L’agriculteur de Zandvoorde (Flandre occidentale) qui exploitait la plus grande plantation de cannabis jamais découverte en Belgique, et qui avait pris la fuite en 2009 à la suite d’une libération conditionnelle, se trouvait à Phuket. Son procès débute le 22 décembre prochain.

Début juin 2009, la justice découvrait dans la commune de Zandvoorde, près d’Ypres (Flandre occidentale), la plus grande culture industrielle de cannabis jamais mise à jour en Belgique. Elle comprenait plus de 145.000 plants de cannabis, dans des hangars de 2.400 m², et pouvait générer un revenu annuel de 8 millions d’euros. Cinq personnes étaient alors arrêtées.

Les hangars contenant la culture de cannabis appartenaient à l’agriculteur Patrick Lagrou (50 ans à l’époque). Ce dernier et son épouse, ainsi que trois Brésiliens qui travaillaient sur les plantations, avaient été placés sous mandat d’arrêt.

Les enquêteurs tenaient Lagrou à l’œil depuis mars 2009. A l’époque, il avait affirmé avoir été victime de trois agresseurs qui l’avaient attaqué à coup de couteau près de sa plantation. Tout portait à croire qu’il s’agissait d’un règlement de compte du milieu criminel, mais la justice n’avait pu apporter suffisamment de preuves.
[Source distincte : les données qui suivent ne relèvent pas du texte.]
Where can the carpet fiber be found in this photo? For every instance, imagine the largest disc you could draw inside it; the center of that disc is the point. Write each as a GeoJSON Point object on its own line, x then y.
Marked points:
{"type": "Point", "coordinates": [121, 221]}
L’incident avait néanmoins donné le coup d’envoi d’une enquête sur les activités suspectes de l’agriculteur. En effet, bien qu’il gagnait mal sa vie, il menait un grand train de vie. La perquisition menée à la plantation avait finalement permis de découvrir des armes et 500.000 euros en liquide cachés dans des boîtes.

Plusieurs véhicules - dont une Audi R8, une Audi RS4 Quattro et une Audi S3 - avaient également été saisis en juin 2009.

En fuite depuis 2009

A la suite d’une faute de procédure, Patrick Lagrou, sa femme, leur fille et trois Brésiliens avaient néanmoins été remis en liberté, conditionnelle, fin juin 2009. Peu après, l’agriculteur avait pris la fuite.

Le ministère belge des Affaires Etrangères a confirmé que Lagrou a été arrêté à Phuket, en Thaïlande, où il se cachait. Normalement, il aurait dû comparaître devant la justice à la fin du mois d’octobre. Mais son procès a été remis au 22 décembre prochain.